Assess maintained a private nursing home accounting method for cash system.assess purchases of equipment credit based year 2020-2021 and some part amount cash paid 2020-2021 year.equipment used for business purposes.
Assess this transaction How to accounting treatment in books and depreciation claimed allowed on full value or part value applicable.
Depreciation on equipment purchased for Credit:-
As per section 32 of income tax Act, depreciation is permissible for plant & machinery owned by the assessee and used for the purpose of business/profession.
Hence whether purchase of assets is done against immediate payment or purchase is done on credit, assets is owned from the date of purchase, even if payment is made at a later date as per contract terms.
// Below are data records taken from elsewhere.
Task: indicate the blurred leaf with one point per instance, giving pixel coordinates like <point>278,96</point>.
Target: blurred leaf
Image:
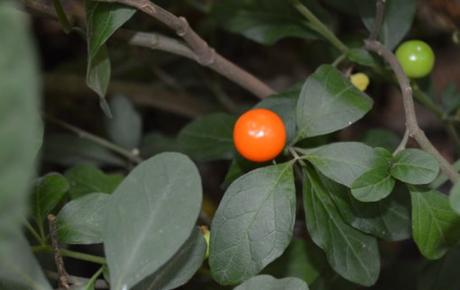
<point>20,128</point>
<point>435,226</point>
<point>376,183</point>
<point>155,142</point>
<point>49,191</point>
<point>450,98</point>
<point>68,150</point>
<point>266,22</point>
<point>352,254</point>
<point>399,15</point>
<point>267,282</point>
<point>388,219</point>
<point>20,270</point>
<point>362,56</point>
<point>81,220</point>
<point>180,269</point>
<point>253,224</point>
<point>454,197</point>
<point>302,259</point>
<point>342,161</point>
<point>103,19</point>
<point>329,102</point>
<point>209,137</point>
<point>155,207</point>
<point>442,274</point>
<point>381,138</point>
<point>414,166</point>
<point>125,128</point>
<point>285,107</point>
<point>86,179</point>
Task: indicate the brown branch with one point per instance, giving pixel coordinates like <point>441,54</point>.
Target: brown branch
<point>204,54</point>
<point>409,109</point>
<point>380,16</point>
<point>63,277</point>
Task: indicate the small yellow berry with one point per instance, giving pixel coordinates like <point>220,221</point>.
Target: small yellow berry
<point>206,235</point>
<point>360,81</point>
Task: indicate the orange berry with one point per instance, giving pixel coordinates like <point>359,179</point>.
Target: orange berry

Depreciation is not restricted in this case. Depreciation can be claimed for assets purchased on credit. But depreciation is allowed from the date assets is put to actual use, if assets is purchased but not put to use then depreciation is not allowed.
But here we need to consider section 40A(3) of income tax Act.
As per Section 40A(3)(a) of the Income Tax Act , any expenditure incurred in respect of which payment is made in a sum exceeding Rs. 10,000/- in a single day otherwise than by an account payee cheque drawn on a bank or by an account payee bank draft or through use of electronic clearing system, shall not be allowed as a deduction.
Hence expenses which are paid in hard cash and which are more than Rs. 10000/- in a single day are not allowed as deduction for the purpose of calculation of profits & gains of the business.
If any assets more than Rs. 10000/- is purchased in cash then depreciation on such assets may not be allowed. To be eligible for depreciation, payment should be made through an account payee cheque drawn on a bank or by an account payee bank draft or through use of electronic clearing system.